‘The Order’ is an intense, edge-of-your-seat thriller about a white supremacist terror group who in the early 1980s robbed banks in Idaho and surrounding states in order to advance their cause, and which is seen as the progenitor of the Oklahoma and 9/11 terrorist activities in subsequent years, as well as the 6 January 2021 Capitol attack. There is a David Koresh-style nature to the charismatic leader of the group, calling itself The Order, played by British actor Nicholas Hoult, who is pursued by Jude Law’s obsessive police officer for whom it is his personal priority to bring Bob Mathews (Hoult) to justice. We see the way family life is sacrosanct, but which takes a variety of different forms, with Law’s character, Terry Husk, geographically and emotionally alienated from his own family as he has invested all his energies into capturing his quarry, and we are given the sense that he has been fixated on similar assignments in the past.

The neo-Nazis themselves have families who either support, are pawns of, or who turn a blind eye to, the insurrections being planned, and who become potentially useful to the law officers as they try to close in on their prey. This is where the film gets into genuinely interesting territory as we are afforded a glimpse into why someone would seek to be caught up in a clandestine and ruthless cult whose own church rejects and ostracizes them, leading to more than one showdown between the local pastor and Mathews himself. They may share the same white supremacist objectives but their goals of achieving it are what distinguishes them, and ‘The Order’ contains many of the same dynamics and tensions as ‘Point Break’, again exploring ways in which policemen would try and infiltrate a community in order to break it apart, also using bank robberies as the catalyst for a cause that has spiritual connotations.

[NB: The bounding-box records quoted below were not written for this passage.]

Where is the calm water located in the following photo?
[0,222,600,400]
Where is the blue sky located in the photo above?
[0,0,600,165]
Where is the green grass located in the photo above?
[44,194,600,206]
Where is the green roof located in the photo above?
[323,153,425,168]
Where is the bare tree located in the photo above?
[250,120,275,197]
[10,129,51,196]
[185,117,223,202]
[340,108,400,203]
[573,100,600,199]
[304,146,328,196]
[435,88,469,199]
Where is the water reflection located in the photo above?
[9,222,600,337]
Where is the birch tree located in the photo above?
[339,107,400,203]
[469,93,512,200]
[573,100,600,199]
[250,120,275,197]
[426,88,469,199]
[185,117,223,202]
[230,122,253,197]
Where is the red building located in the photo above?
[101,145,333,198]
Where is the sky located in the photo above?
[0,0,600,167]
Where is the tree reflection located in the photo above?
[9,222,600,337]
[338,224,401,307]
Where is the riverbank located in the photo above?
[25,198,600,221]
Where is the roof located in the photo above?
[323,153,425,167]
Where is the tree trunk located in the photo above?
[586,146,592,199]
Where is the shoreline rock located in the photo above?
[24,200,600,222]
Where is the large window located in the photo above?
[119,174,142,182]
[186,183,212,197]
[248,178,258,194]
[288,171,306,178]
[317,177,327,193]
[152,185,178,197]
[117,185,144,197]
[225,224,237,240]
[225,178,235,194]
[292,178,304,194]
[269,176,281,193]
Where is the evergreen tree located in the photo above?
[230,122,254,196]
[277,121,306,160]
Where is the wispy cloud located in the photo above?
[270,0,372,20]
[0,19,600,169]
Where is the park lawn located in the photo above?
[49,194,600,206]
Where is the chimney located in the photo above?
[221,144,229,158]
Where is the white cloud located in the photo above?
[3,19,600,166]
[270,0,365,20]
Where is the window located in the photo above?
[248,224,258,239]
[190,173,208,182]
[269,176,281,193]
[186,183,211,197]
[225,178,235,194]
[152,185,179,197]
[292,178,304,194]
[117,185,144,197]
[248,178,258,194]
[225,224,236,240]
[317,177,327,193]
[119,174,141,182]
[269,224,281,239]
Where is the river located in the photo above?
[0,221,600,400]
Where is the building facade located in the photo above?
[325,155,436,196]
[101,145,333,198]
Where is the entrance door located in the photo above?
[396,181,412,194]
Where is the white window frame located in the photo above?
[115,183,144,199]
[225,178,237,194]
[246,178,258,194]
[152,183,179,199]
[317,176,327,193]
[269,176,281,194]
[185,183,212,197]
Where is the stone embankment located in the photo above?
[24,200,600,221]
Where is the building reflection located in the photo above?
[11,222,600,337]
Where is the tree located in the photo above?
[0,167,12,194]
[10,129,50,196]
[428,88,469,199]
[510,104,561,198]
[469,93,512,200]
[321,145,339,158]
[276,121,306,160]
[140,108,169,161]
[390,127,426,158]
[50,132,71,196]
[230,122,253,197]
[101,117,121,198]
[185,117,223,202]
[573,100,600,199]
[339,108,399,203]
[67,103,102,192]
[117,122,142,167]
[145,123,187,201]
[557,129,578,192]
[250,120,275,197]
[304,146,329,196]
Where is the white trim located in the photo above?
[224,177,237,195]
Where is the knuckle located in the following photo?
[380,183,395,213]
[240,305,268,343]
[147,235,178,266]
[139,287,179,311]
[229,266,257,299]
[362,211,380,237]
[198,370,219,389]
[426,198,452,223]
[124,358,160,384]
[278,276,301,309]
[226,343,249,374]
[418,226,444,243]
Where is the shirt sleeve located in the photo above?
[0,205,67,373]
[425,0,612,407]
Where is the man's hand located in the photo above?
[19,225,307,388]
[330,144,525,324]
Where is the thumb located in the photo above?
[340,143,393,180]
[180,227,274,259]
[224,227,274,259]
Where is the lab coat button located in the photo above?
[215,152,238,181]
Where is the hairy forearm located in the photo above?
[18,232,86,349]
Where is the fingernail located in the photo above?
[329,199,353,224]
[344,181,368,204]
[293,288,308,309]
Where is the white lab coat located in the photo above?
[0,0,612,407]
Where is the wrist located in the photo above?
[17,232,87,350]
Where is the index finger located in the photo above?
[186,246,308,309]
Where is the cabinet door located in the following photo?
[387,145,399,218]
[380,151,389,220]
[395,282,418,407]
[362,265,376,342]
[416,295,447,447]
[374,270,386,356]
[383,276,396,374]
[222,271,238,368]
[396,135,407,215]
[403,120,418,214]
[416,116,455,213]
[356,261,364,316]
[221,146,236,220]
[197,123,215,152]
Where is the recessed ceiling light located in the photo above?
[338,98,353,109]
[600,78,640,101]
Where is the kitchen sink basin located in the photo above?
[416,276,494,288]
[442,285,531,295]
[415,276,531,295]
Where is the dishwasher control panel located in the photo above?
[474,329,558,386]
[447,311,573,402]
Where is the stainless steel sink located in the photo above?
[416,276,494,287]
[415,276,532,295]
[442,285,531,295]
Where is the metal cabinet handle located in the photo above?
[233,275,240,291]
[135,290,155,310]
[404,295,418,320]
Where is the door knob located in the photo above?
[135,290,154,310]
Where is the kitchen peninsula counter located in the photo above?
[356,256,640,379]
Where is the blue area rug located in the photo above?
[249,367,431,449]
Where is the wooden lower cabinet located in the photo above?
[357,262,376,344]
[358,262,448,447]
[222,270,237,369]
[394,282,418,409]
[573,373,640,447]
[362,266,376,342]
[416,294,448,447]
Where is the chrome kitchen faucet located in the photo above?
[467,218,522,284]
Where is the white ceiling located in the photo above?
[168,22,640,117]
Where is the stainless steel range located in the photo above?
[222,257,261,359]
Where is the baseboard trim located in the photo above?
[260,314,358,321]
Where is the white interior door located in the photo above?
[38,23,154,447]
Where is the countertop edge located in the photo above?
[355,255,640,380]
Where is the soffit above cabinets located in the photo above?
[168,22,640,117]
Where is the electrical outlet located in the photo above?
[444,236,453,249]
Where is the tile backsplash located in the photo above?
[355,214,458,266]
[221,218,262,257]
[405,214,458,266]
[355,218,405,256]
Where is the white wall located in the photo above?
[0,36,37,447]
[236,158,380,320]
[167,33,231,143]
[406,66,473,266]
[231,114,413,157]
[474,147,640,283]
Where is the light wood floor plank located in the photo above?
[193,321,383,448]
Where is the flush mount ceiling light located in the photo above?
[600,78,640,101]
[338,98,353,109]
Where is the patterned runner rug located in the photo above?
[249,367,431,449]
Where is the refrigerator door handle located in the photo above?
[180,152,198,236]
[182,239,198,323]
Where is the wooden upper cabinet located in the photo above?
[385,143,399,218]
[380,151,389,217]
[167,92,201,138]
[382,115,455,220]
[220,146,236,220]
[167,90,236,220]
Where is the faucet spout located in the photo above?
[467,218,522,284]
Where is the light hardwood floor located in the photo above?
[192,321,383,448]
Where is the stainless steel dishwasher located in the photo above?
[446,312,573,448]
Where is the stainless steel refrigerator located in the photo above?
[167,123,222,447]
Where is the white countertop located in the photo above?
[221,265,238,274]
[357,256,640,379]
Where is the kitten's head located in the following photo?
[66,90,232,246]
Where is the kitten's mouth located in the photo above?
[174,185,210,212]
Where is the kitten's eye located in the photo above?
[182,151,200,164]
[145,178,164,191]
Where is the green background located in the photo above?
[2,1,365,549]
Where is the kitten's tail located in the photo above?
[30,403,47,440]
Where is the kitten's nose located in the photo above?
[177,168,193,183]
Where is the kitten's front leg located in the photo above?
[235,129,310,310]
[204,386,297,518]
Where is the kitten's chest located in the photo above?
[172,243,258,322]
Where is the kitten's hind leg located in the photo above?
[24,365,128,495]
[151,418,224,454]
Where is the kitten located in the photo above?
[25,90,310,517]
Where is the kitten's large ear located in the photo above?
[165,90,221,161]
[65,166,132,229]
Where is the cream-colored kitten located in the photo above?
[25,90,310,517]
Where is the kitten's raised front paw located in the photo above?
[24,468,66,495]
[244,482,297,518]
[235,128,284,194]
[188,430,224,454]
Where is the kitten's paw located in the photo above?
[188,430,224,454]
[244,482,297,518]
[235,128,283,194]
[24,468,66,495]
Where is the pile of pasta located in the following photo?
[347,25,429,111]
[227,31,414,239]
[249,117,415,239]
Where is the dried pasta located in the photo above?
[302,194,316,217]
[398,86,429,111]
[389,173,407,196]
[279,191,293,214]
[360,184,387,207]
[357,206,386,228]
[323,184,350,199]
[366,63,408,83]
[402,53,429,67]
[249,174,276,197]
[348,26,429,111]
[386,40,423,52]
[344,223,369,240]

In Kathryn Bigelow’s pulsating, seminal ‘Point Break’ the cause is a Buddhist attempt to be at one with nature and to ride the ultimate wave, leading to extinction, while in ‘The Order’ the goal of white supremacy is not just ideological or political but a cause to live and – literally – die for. Mathews indeed may care for his wife, whom he recruited into his organization, but her inability to bear children means that he has to go outside the marital home to spawn a son who will carry on his crusade (as we discover, things don’t entirely go to plan). This is ultimately a tale of one generation, represented by the self-appointed messianic Mathews, who decide to use force in order to accelerate a process which was started by their forebears, and an older generation for whom politics is the cauldron by which their goals can be realized.